Finding a prime with Miller Rabin

Question

I have what I believe is a proper implementation of the miller-rabin algorithm using Lua, and I am trying to get a consistent return for prime numbers. It seems my implementation only works half of the time. Although if I try implementing similar code within python, that code works 100% of the time. Could someone point me in the right direction?

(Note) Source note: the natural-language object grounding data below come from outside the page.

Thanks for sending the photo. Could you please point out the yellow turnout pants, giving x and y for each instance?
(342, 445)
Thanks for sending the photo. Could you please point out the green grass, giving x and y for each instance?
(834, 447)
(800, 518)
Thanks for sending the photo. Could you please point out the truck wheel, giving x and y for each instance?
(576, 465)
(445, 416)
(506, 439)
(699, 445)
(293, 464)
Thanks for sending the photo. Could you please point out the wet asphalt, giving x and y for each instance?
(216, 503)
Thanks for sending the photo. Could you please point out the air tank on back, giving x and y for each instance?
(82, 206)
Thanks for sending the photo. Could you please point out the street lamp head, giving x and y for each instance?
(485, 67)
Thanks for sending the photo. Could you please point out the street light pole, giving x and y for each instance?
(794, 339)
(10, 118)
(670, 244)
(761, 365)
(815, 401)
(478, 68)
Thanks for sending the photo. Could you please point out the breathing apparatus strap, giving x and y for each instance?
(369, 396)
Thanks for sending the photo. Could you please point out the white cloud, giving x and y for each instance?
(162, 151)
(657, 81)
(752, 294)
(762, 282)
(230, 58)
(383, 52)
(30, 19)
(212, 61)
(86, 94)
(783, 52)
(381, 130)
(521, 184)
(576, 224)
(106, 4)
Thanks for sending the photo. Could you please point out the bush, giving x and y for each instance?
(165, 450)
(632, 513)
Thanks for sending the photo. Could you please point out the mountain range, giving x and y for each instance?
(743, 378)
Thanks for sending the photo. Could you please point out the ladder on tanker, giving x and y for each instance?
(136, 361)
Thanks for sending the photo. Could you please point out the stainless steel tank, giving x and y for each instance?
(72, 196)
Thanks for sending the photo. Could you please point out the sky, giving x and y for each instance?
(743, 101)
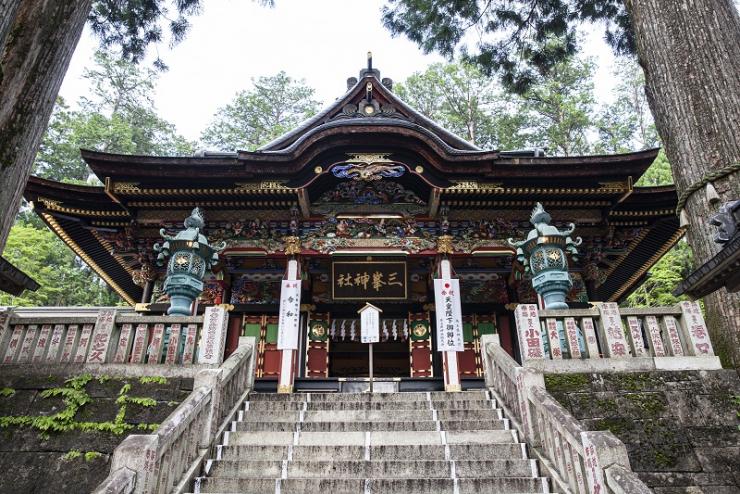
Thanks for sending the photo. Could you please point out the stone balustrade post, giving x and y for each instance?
(601, 450)
(139, 453)
(525, 379)
(210, 379)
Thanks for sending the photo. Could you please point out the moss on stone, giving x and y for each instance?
(633, 381)
(618, 426)
(565, 383)
(648, 403)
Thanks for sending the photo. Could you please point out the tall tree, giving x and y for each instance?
(37, 39)
(273, 106)
(117, 115)
(690, 53)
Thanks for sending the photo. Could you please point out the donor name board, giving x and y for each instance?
(369, 280)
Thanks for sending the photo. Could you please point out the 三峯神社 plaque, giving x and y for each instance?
(369, 280)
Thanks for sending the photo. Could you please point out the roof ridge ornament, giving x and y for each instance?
(368, 167)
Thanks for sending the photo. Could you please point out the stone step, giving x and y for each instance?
(509, 485)
(375, 438)
(373, 469)
(369, 415)
(416, 452)
(466, 404)
(351, 426)
(371, 397)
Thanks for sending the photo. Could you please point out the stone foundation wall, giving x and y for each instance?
(680, 428)
(52, 444)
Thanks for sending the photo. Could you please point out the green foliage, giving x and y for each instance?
(92, 455)
(556, 113)
(273, 106)
(466, 102)
(117, 116)
(663, 278)
(520, 40)
(564, 383)
(153, 379)
(144, 402)
(65, 280)
(627, 124)
(72, 454)
(75, 397)
(135, 24)
(559, 109)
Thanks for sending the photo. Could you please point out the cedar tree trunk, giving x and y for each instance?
(690, 52)
(37, 40)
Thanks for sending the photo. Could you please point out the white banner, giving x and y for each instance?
(290, 309)
(370, 325)
(449, 316)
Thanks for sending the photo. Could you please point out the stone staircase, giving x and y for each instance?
(381, 443)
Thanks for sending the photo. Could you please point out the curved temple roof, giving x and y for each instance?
(369, 120)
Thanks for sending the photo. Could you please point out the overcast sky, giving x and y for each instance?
(321, 41)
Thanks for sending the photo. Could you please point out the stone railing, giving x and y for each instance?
(168, 460)
(577, 460)
(110, 336)
(607, 338)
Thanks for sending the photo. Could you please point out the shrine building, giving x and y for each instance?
(371, 199)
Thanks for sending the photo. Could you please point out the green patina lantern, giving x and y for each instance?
(190, 258)
(544, 254)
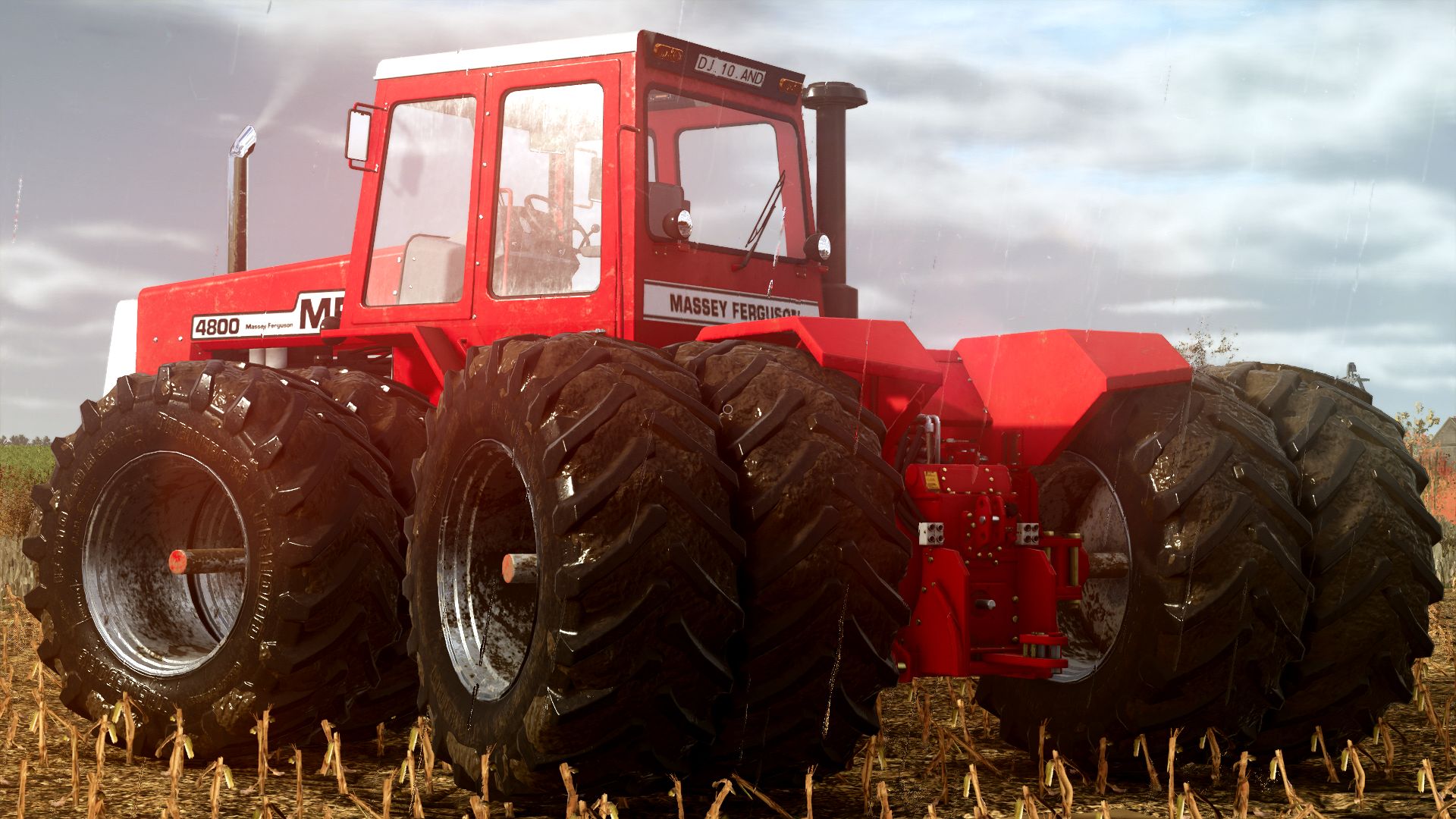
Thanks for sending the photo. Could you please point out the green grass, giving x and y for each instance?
(20, 468)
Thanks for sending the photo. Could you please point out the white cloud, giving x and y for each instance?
(39, 278)
(131, 234)
(1185, 306)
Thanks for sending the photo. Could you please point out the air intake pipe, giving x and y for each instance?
(829, 102)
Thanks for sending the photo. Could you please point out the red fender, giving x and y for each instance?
(1046, 385)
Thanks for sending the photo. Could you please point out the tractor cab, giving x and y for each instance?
(632, 184)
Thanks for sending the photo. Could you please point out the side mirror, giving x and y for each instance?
(357, 136)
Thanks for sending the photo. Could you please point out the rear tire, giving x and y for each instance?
(816, 502)
(395, 419)
(1369, 561)
(598, 457)
(1197, 634)
(216, 455)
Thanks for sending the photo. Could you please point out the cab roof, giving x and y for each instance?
(507, 55)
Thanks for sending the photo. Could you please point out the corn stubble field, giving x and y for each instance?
(937, 755)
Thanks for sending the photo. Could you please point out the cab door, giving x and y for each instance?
(419, 229)
(549, 181)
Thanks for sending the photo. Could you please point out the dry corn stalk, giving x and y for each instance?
(338, 764)
(297, 773)
(981, 803)
(328, 746)
(1101, 767)
(1065, 783)
(485, 776)
(925, 719)
(1389, 748)
(102, 729)
(76, 765)
(1353, 758)
(764, 799)
(1141, 744)
(940, 760)
(571, 790)
(1241, 795)
(44, 755)
(970, 751)
(677, 793)
(868, 771)
(1041, 758)
(1030, 802)
(718, 800)
(1172, 752)
(1191, 802)
(128, 717)
(359, 803)
(1427, 776)
(1215, 757)
(1318, 741)
(95, 802)
(19, 811)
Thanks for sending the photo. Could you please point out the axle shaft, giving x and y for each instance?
(207, 561)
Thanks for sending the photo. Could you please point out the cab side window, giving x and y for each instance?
(424, 205)
(548, 212)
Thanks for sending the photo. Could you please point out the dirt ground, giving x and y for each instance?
(910, 773)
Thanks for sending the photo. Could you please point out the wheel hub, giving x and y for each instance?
(488, 521)
(155, 621)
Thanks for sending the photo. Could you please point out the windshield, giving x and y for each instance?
(724, 167)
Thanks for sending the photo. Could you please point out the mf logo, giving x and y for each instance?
(313, 308)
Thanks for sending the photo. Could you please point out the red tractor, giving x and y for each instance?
(584, 450)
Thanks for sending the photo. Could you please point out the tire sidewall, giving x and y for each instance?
(1103, 703)
(212, 687)
(478, 723)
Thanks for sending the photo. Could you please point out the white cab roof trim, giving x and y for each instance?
(507, 55)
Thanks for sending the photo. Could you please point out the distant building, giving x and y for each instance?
(1445, 439)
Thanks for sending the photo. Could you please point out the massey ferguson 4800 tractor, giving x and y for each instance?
(584, 450)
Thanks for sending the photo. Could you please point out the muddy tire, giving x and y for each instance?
(596, 457)
(816, 503)
(395, 419)
(1190, 485)
(216, 455)
(1370, 558)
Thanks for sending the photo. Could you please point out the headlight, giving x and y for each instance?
(679, 224)
(817, 246)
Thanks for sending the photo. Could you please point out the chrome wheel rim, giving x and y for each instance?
(158, 623)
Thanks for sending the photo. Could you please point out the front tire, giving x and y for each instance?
(1190, 487)
(210, 455)
(395, 419)
(1370, 560)
(816, 502)
(598, 458)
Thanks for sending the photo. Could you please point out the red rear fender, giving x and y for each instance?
(1046, 385)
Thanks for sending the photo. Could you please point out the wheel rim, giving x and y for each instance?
(487, 623)
(158, 623)
(1076, 496)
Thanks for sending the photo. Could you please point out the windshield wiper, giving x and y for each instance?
(762, 223)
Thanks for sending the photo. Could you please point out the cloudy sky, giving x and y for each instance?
(1282, 171)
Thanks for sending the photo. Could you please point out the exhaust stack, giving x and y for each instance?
(237, 202)
(829, 102)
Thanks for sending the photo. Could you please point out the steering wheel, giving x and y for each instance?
(544, 221)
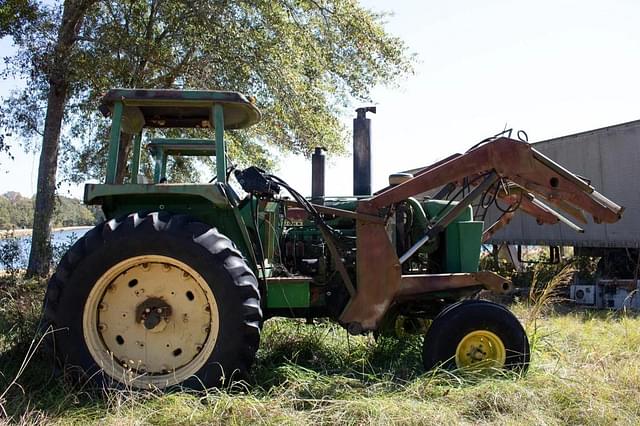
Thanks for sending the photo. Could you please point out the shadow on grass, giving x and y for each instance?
(307, 360)
(327, 349)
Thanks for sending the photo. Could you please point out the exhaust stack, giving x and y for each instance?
(317, 175)
(362, 152)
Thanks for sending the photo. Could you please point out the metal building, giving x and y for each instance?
(610, 159)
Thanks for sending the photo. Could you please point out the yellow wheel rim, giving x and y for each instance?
(150, 321)
(481, 349)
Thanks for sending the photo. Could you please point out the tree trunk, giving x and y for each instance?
(59, 80)
(40, 255)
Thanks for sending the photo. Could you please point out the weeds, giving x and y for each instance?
(584, 371)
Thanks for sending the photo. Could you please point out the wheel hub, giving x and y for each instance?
(480, 348)
(151, 320)
(154, 314)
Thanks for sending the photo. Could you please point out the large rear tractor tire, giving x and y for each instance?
(476, 335)
(154, 301)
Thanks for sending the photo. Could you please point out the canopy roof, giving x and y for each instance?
(162, 108)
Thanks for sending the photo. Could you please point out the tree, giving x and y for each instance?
(304, 60)
(52, 65)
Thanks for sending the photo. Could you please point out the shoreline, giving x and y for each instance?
(25, 232)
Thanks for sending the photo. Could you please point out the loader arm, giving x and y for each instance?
(379, 276)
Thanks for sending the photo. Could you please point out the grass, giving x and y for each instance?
(584, 371)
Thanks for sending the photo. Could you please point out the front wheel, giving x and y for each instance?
(476, 335)
(155, 301)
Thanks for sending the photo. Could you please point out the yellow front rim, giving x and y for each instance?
(150, 321)
(481, 349)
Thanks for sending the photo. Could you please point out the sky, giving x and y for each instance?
(551, 68)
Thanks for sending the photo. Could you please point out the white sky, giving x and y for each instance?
(548, 67)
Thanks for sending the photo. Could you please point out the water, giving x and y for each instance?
(60, 241)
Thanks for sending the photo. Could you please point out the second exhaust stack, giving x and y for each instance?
(362, 152)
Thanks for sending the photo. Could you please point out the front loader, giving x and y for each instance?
(173, 287)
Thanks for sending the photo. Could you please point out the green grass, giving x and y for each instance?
(585, 370)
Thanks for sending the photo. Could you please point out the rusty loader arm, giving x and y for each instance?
(517, 173)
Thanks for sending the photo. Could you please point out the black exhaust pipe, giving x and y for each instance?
(362, 152)
(317, 176)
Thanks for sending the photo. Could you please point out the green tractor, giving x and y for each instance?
(174, 286)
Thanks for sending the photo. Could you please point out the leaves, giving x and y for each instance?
(305, 61)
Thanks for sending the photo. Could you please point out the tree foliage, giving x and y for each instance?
(305, 61)
(16, 211)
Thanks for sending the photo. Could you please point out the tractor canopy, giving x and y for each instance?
(133, 110)
(162, 108)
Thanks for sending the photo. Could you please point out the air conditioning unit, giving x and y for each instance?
(583, 294)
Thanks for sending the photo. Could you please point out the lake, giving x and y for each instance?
(61, 240)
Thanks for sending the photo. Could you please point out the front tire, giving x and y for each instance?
(476, 335)
(154, 301)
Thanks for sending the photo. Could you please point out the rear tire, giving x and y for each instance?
(476, 335)
(154, 301)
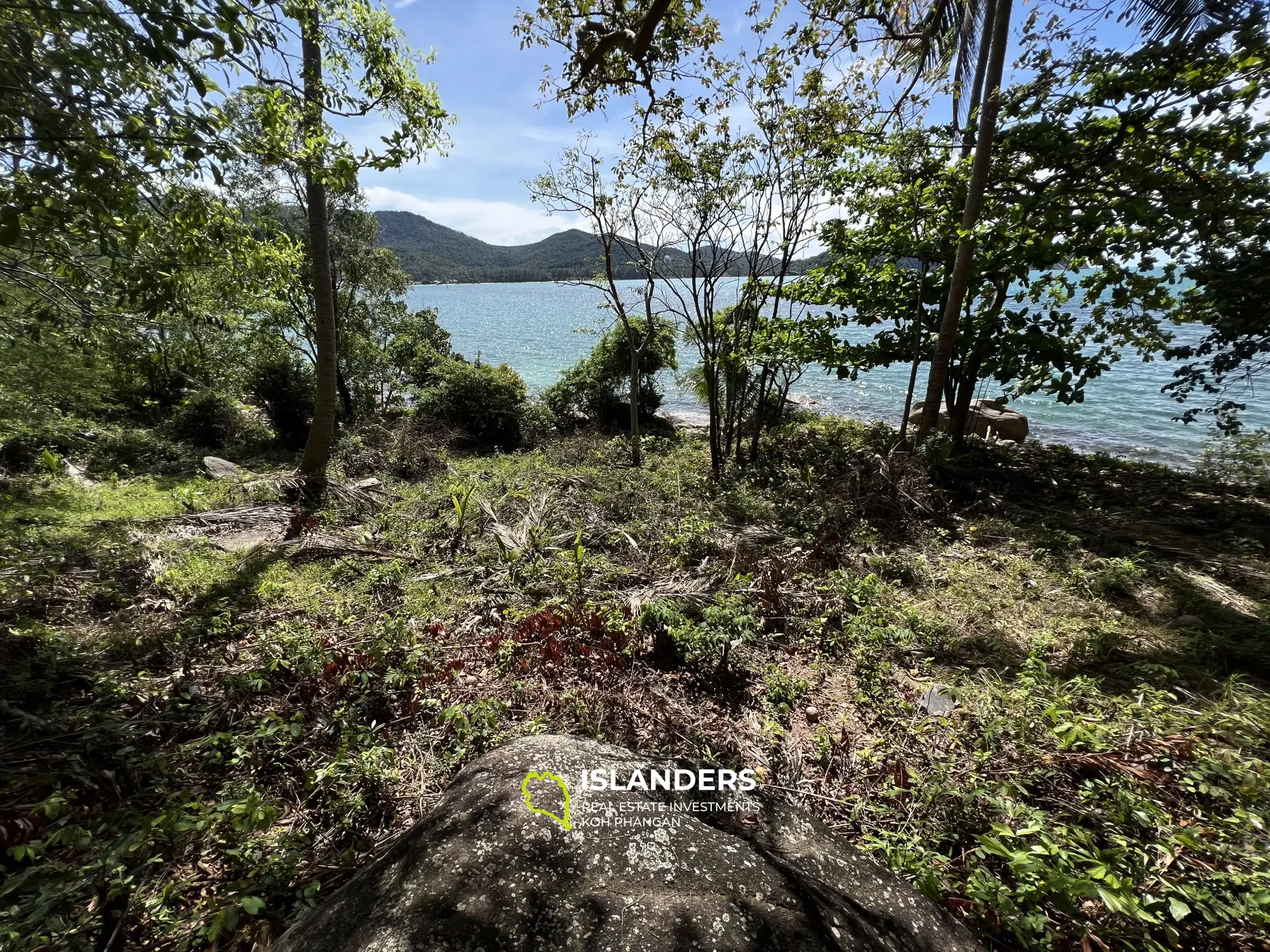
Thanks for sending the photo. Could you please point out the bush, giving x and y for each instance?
(415, 451)
(1238, 459)
(598, 389)
(285, 389)
(209, 420)
(485, 402)
(128, 451)
(420, 347)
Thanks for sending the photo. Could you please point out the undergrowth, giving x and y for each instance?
(199, 744)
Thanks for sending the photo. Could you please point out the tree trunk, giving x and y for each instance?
(322, 433)
(961, 413)
(918, 356)
(981, 69)
(346, 395)
(634, 351)
(961, 279)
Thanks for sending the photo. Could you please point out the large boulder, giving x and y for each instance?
(512, 859)
(986, 418)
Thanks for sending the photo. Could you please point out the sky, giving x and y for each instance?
(502, 135)
(505, 134)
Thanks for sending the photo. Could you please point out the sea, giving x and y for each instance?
(540, 329)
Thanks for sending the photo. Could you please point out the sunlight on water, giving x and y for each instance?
(540, 329)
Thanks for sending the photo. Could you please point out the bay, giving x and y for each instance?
(540, 329)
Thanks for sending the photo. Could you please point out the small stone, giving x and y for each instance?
(223, 469)
(937, 703)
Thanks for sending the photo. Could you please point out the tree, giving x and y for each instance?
(612, 205)
(354, 63)
(1107, 192)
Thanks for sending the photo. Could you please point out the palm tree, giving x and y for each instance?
(322, 433)
(962, 30)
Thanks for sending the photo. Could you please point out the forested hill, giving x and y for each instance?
(430, 252)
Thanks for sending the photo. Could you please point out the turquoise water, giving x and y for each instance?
(543, 328)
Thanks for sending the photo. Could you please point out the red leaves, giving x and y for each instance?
(16, 831)
(571, 639)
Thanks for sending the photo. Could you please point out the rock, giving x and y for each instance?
(77, 474)
(986, 417)
(223, 469)
(937, 703)
(512, 859)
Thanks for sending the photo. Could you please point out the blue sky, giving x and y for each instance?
(504, 135)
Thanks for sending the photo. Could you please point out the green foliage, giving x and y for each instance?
(1239, 460)
(284, 388)
(782, 691)
(725, 626)
(483, 402)
(420, 347)
(209, 420)
(598, 388)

--decompose n-1 as (2^s)*d
local function decompose(negOne)
  exponent, remainder = 0, negOne
  while (remainder%2) == 0 do 
    exponent = exponent+1
    remainder = remainder/2
  end
  assert((2^exponent)*remainder == negOne and ((remainder%2) == 1), "Error setting up s and d value")
  return exponent, remainder
end

local function isNotWitness(n, possibleWitness, exponent, remainder)
  witness = (possibleWitness^remainder)%n

  if (witness == 1) or (witness == n-1) then
    return false
  end

  for _=0, exponent do
    witness = (witness^2)%n
    if witness == (n-1) then
      return false
    end
  end

  return true
end

--using miller-rabin primality testing
--n the integer to be tested, k the accuracy of the test
local function isProbablyPrime(n, accuracy)
  if n <= 3 then
    return n == 2 or n == 3
  end
  if (n%2) == 0 then
    return false
  end

  exponent, remainder = decompose(n-1)

  --checks if it is composite
  for i=0, accuracy do
    math.randomseed(os.time())
    witness = math.random(2, n - 2)
    if isNotWitness(n, witness, exponent, remainder) then
      return false
    end
  end

  --probably prime
  return true
end

if isProbablyPrime(31, 30) then
  print("prime")
else
  print("nope")
end

Answer 1

Python has arbitrary length integers. Lua doesn't.
The problem is in witness = (possibleWitness^remainder)%n.
Lua is unable to calculate exact result of 29^15 % 31 directly.
There is a workaround working for numbers n < sqrt(2^53):

witness = mulmod(possibleWitness, remainder, n)

where

local function mulmod(a, e, m)
   local result = 1
   while e > 0 do
      if e % 2 == 1 then 
         result = result * a % m
         e = e - 1
      end
      e = e / 2
      a = a * a % m
   end
   return result
end